O PL resolveu inovar no conceito de unidade partidária no Estado do Amazonas.
Às vésperas das convenções, o partido parece mais uma reunião de condomínio em dia de prestação de contas: dedo em riste, nota oficial para cá, vídeo indignado para lá e roupa suja sendo lavada em praça pública.
No meio do tiroteio, a pré-candidatura de Maria do Carmo tenta sobreviver ao fogo amigo. Se continuar nesse ritmo, a maior dificuldade não será enfrentar os adversários, mas descobrir quem ainda sobrou do mesmo lado do palanque.
Convenção ou terapia de grupo?
Até pouco tempo atrás, o deputado Delegado Péricles aparecia em vídeo defendendo a candidatura de Maria do Carmo. Agora, os dois trocam farpas pelas redes sociais como casal em processo de separação litigiosa.
O eleitor conservador assiste à cena tentando entender se o PL está organizando uma convenção partidária ou uma sessão coletiva de terapia. Porque, do jeito que a banda toca, há quem aposte que o primeiro desafio da empresária será convencer o próprio partido de que ela é candidata.
TJAM, governo e o cachimbo da paz

No Amazonas, até convite para assistir ao Festival Folclórico de Parintins pode virar crise institucional.
O TJAM devolveu as credenciais de Paris, os bastidores ferveram e teve influencer jurando que Executivo e Judiciário tinham rompido relações.
No fim das contas, descobriram que foi mais ruído do que berrante.
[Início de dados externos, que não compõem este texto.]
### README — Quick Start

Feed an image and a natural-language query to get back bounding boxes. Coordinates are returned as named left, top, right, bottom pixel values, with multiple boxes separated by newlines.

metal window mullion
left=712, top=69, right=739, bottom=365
Explicaram que o governador nem sabia da história do camarote meia-boca, apertaram as mãos e fumaram o cachimbo da paz.
“Afinal, ninguém merece trocar o ‘dois pra lá, dois pra cá’ por uma toada desafinada entre os Poderes”, escreveu um internauta à coluna.
Roberto cada vez mais animado

O governador Roberto Cidade anda repetindo que “estão me forçando a ser candidato”.
Curiosamente, enquanto reclama da pressão, acelera inaugurações, amplia agendas e distribui fitas para cortar como quem distribui santinho em época de eleição.
Dizem que, se continuarem insistindo desse jeito, ele vai acabar aceitando o sacrifício de disputar a reeleição.
Pix de Lula à saúde

Em tempos de polarização, até dinheiro para a saúde ganha apelido. Lula mandou um Pix de R$ 12,5 milhões para reforçar o atendimento no Amazonas, com UBSs, equipamentos e investimentos do Novo PAC.
Enquanto uns discutem narrativas, o recurso vai chegando para tomógrafos, cirurgias e obras. E o paciente, por sua vez, com exame marcado, não quer saber de ideologia. Quer saber se vai ser atendido.
Mobilidade. Coisa de louco

Em entrevista ao portal Amazonas 1, o doutor em Engenharia de Transportes Geraldo Alves defendeu metrô, pacto institucional e planejamento de longo prazo. Já o manauara defende apenas chegar ao trabalho antes do almoço.
Em Manaus, sair de casa virou exercício de fé. O cidadão entra no ônibus sem saber se vai desembarcar no destino, alcançar a aposentadoria ou testemunhar o próximo eclipse solar.
Trânsito é um caos
O trânsito de Manaus é tão inovador que transformou a buzina em instrumento de sobrevivência. Seta é item decorativo, faixa é mera sugestão artística e retorno proibido virou manifestação cultural.
Enquanto discutem trilhos e soluções futuristas, o cidadão segue praticando a modalidade olímpica mais popular da cidade: desviar de buraco, moto, ônibus e da própria paciência ao mesmo tempo.
Palanques petistas nos estados
Enquanto muita gente ainda trata 2026 como assunto distante, o PT já está com a planta da obra aberta sobre a mesa. A ordem é reforçar os alicerces nos estados, de olho em governadores, alianças e palanques capazes de sustentar o projeto nacional.
Não basta ter um candidato forte ao Planalto. É preciso ter quem carregue a bandeira nos rincões do país. Bahia, Ceará e Piauí entram na lista dos territórios a serem preservados. Minas Gerais, São Paulo e Rio de Janeiro aparecem como desafios que exigem mais conversa do que discurso inflamado.
Adeus a um guardião de memórias

Parintins perdeu mais do que um jornalista. Perdeu uma biblioteca ambulante. Nelson Brilhante conhecia histórias que não estavam nos arquivos, nos livros ou nos jornais. Guardava personagens, bastidores e causos com a mesma naturalidade com que narrava uma partida de futebol.
Nelson foi embora levando consigo um dos maiores mistérios da Ilha Tupinambarana: nunca revelou qual boi morava em seu coração. Fica o silêncio da despedida e a gratidão por quem dedicou a vida a contar as histórias dos outros, ajudando a preservar a nossa própria história.